Patience-based early stopping has multiple safeguards:

  • Minimum epoch threshold: Disabled until epoch 50
  • NO_LEARNING recovery block: Blocked for 10 epochs after detecting a plateau
  • NO_STOP override: External file can disable early stopping entirely
  • Finalization phase: 5 epochs of spread+joint loss focus before actually stopping
  • Data rotation: Instead of stopping on plateau, rotate to fresh data partition (up to 3 rotations)

Checkpoint and Recovery

Automatic Resume: On startup, searches for the latest valid checkpoint and resumes. "Valid" means the checkpoint's column set matches current data.

Corrupted Checkpoint Handling: Falls back to earlier checkpoint rather than crashing.

Full State Recovery: Checkpoints save model weights, optimizer state, LR scheduler state, dropout scheduler state, loss weight timeline, and gradient tracking history.

External Control

Signal files allow control without interrupting the process:

Signal Effect
ABORT Stop immediately, mark failed
PAUSE Save checkpoint, pause gracefully
FINISH Complete current epoch, save
NO_STOP Disable early stopping
RESTART Log restart (for diagnostics)
PUBLISH Flag model for publication

Checked at batch boundaries to ensure consistent state.

WeightWatcher: Spectral Health

Beyond loss-based diagnostics, Featrix runs WeightWatcher analysis on weight matrices. WeightWatcher computes the power-law exponent (alpha) of each layer's spectrum:

Alpha Interpretation
2–5 Healthy, good generalization
> 6 Noise-dominated, stopped learning

Best-Epoch Selection: Featrix doesn't just save the checkpoint with lowest validation loss. It computes:

composite = val_loss × (1 + 0.3 × (alpha_score - 1))

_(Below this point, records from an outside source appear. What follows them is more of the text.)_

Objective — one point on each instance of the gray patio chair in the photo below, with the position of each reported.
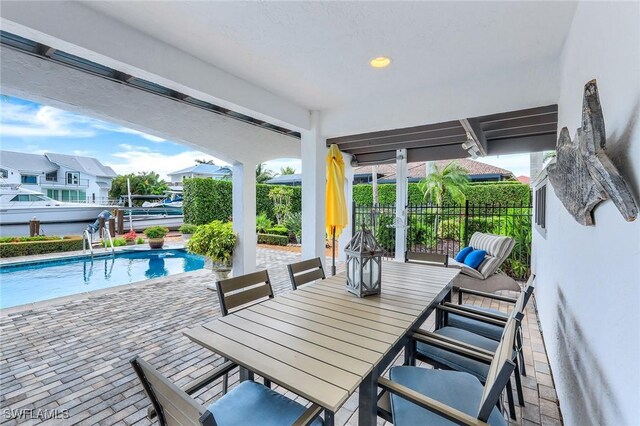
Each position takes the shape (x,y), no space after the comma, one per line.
(435,348)
(487,277)
(438,397)
(305,272)
(249,403)
(240,292)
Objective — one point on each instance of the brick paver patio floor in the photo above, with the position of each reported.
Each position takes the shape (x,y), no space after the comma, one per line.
(74,355)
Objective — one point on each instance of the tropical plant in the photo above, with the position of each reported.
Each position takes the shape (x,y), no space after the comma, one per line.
(141,184)
(130,236)
(215,240)
(451,180)
(281,197)
(293,221)
(263,223)
(263,174)
(156,232)
(287,170)
(188,228)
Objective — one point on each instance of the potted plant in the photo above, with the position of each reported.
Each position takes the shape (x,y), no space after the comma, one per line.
(156,234)
(187,230)
(216,241)
(131,237)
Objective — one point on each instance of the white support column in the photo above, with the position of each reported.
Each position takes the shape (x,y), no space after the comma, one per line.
(402,197)
(244,217)
(314,152)
(348,196)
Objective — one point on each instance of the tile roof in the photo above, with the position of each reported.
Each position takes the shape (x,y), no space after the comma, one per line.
(418,170)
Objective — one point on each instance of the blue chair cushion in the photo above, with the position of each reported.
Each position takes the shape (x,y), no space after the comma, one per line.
(459,390)
(478,327)
(456,361)
(252,403)
(475,258)
(463,253)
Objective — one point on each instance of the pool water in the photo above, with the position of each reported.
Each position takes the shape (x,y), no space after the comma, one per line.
(28,283)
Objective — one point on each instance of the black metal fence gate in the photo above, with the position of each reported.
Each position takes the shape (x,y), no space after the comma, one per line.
(446,229)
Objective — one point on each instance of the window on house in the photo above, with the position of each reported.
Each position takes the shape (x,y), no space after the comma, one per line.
(73,178)
(29,179)
(540,214)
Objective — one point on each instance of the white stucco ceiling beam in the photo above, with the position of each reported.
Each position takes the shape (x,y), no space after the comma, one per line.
(74,28)
(30,77)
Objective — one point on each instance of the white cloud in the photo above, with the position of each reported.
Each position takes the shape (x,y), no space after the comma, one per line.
(22,120)
(137,159)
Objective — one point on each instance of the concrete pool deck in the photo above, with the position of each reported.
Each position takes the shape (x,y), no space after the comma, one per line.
(73,356)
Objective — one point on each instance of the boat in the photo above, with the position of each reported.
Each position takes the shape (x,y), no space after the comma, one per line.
(19,206)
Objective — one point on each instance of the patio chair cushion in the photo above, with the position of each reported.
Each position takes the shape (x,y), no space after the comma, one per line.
(478,327)
(463,253)
(498,247)
(251,403)
(475,258)
(465,269)
(459,390)
(455,361)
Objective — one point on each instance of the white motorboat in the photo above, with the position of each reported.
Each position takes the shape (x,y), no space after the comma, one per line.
(19,206)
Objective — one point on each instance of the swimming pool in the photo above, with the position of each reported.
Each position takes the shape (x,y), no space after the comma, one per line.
(33,282)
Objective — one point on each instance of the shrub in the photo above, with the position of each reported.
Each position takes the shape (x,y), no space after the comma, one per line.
(274,240)
(505,193)
(215,240)
(130,236)
(293,221)
(154,232)
(188,228)
(26,248)
(278,230)
(263,222)
(206,200)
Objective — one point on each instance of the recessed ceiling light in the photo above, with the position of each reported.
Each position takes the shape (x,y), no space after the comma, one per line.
(380,62)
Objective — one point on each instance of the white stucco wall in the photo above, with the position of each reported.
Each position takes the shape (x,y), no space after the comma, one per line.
(588,278)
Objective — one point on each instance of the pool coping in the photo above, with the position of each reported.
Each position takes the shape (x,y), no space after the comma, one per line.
(13,310)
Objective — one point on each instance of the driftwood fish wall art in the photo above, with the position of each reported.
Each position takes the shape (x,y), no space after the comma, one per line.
(583,175)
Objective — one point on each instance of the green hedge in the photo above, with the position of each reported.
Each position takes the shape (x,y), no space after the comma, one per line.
(278,230)
(477,193)
(40,247)
(205,200)
(274,240)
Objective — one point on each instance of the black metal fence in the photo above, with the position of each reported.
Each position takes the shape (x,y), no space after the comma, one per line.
(447,228)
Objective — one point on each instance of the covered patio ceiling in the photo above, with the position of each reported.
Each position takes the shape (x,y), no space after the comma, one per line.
(512,132)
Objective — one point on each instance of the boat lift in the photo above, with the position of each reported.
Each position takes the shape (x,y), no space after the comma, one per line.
(87,235)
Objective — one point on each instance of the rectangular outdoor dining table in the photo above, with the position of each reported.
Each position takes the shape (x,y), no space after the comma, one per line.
(322,342)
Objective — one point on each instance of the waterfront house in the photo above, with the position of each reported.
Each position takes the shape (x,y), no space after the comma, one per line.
(58,176)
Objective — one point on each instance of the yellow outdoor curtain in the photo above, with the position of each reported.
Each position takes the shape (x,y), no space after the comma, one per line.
(335,203)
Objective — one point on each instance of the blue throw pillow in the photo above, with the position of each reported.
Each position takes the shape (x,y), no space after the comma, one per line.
(475,258)
(463,254)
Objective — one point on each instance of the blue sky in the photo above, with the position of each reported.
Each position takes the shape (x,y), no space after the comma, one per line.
(31,127)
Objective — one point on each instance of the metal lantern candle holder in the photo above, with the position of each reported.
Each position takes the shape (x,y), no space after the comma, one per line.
(364,264)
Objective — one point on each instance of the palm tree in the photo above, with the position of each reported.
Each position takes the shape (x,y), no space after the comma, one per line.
(262,173)
(451,179)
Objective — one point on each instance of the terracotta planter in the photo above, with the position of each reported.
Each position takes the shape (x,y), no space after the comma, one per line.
(156,243)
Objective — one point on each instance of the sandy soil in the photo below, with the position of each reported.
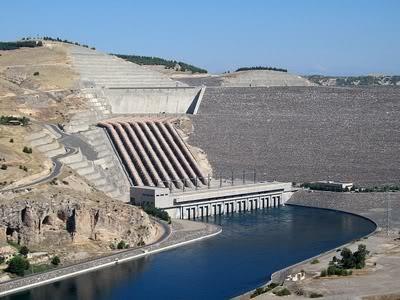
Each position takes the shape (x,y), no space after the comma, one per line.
(13,157)
(380,277)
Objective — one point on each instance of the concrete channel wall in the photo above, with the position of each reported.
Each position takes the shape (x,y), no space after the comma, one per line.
(181,234)
(156,100)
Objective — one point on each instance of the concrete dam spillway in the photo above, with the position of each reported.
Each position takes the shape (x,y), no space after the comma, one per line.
(164,173)
(154,154)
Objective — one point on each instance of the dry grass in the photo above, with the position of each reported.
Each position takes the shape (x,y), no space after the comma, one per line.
(13,157)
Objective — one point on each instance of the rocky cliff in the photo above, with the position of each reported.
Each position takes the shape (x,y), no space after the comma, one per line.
(49,218)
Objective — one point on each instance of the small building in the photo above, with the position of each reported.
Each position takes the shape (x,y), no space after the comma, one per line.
(334,186)
(214,200)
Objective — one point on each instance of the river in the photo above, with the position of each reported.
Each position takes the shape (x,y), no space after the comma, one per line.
(250,248)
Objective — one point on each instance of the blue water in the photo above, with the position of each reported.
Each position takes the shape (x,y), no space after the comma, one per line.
(251,247)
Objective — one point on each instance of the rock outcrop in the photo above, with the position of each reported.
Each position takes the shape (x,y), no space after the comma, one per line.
(48,219)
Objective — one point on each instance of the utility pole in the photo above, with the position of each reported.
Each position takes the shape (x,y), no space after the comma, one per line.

A model with slightly higher validation loss but healthier weight matrices is preferred over one that achieved lower loss through memorization.

Observable Training

Every training run produces structured, machine-readable records:

  • Training timeline: Pre-calculated plan vs. actual results per epoch
  • Adaptive event log: Every parameter change with full attribution (what changed, why, what triggered it, expected effect)
  • Per-epoch quality scores: 0–100 score from embedding health (40pts), gradient health (30pts), ranking quality (30pts)
  • Per-row tracking: Which rows are hard, which are late learners, which flip-flop

Every decision Featrix makes is recorded, attributed, and available for human review—because a system that can't explain what it did is a system you can't trust.

The Result

All of this machinery exists so you don't have to babysit training. Upload your data, start training, and Featrix:

  1. Detects and classifies problems automatically
  2. Intervenes with appropriate responses
  3. Recovers from failures without losing progress
  4. Produces a model that has been stress-tested throughout training
  5. Documents every decision for post-hoc analysis

You get a trained model and a complete record of how it got there—not a black box that might have silently degraded.